Jakarta — Andil Jamal Kamaruddin Daeng Massiga atau yang lebih dikenal dengan Om Betel, Panglima Besar Pasukang Adat Nusantara Indonesia, kembali menjadi sorotan publik setelah tampil LIVE dan menyampaikan protes keras terkait isu dugaan “Scan Jasa Jokowi” yang belakangan ramai diperbincangkan di berbagai platform digital.
Dalam siaran langsung tersebut, Om Betel menegaskan bahwa ia merasa keberatan dan menilai adanya penyalahgunaan identitas maupun jasa tokoh bangsa, termasuk Presiden ke-7 RI Joko Widodo (Jokowi), yang dikaitkan dengan sejumlah aktivitas digital yang dianggap tidak benar dan menyesatkan.
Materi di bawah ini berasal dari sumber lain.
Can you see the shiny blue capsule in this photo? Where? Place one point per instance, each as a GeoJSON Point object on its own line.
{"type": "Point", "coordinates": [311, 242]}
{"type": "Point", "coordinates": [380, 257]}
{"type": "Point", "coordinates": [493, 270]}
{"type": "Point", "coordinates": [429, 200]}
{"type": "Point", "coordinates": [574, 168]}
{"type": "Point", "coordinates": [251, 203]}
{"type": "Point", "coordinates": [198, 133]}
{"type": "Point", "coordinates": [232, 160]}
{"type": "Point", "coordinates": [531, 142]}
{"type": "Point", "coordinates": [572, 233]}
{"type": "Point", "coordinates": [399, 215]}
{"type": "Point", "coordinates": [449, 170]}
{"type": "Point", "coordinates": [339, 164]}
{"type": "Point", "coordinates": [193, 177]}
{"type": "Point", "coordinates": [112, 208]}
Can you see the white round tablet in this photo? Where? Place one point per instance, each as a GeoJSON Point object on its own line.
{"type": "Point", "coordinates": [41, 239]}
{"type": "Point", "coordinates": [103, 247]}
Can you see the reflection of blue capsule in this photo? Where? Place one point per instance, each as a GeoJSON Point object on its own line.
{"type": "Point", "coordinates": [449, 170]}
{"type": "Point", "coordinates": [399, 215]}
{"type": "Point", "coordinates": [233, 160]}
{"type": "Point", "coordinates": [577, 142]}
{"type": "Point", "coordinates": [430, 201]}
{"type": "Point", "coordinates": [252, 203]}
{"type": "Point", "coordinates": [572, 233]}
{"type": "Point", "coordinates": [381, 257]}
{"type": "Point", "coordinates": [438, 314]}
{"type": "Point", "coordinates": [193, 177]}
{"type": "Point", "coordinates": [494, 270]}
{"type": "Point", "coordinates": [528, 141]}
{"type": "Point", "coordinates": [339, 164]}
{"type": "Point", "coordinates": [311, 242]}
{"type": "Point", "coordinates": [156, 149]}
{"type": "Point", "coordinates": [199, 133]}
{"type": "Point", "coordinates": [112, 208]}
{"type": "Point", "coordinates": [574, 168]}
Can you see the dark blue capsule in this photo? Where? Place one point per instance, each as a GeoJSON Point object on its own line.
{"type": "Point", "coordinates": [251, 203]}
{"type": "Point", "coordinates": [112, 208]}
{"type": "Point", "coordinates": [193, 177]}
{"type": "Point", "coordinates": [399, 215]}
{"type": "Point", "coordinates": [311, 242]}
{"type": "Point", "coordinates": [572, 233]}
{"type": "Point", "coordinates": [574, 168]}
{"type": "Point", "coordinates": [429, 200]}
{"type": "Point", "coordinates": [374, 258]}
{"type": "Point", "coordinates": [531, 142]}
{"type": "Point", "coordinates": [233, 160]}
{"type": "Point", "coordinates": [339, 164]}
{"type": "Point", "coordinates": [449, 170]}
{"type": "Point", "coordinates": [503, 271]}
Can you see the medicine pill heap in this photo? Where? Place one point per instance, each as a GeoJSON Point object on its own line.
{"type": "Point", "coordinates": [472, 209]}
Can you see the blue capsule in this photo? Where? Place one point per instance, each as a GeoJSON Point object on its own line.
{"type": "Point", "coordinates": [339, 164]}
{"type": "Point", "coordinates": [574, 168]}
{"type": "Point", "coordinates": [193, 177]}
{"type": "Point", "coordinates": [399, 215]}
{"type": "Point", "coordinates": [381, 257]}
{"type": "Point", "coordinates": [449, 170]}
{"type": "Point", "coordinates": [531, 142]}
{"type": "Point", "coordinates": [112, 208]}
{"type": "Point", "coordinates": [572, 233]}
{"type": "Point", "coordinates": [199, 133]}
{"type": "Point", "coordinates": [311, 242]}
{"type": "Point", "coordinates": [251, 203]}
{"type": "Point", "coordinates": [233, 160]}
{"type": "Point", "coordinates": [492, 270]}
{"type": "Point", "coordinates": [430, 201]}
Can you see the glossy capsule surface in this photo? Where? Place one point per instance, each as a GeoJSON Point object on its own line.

“Kami menolak keras segala bentuk pemanfaatan nama dan jasa Jokowi untuk tujuan yang tidak jelas apalagi merugikan masyarakat. Ini harus dihentikan,” tegas Om Betel dalam siaran live itu.
Menurutnya, tindakan pencatutan nama tokoh nasional dan pemimpin negara merupakan sesuatu yang tidak dapat diterima, baik secara adat maupun secara hukum. Ia menyebut bahwa Pasukang Adat Nusantara Indonesia berdiri untuk menjaga kehormatan adat, tokoh masyarakat, hingga simbol-simbol negara agar tidak digunakan secara sembarangan.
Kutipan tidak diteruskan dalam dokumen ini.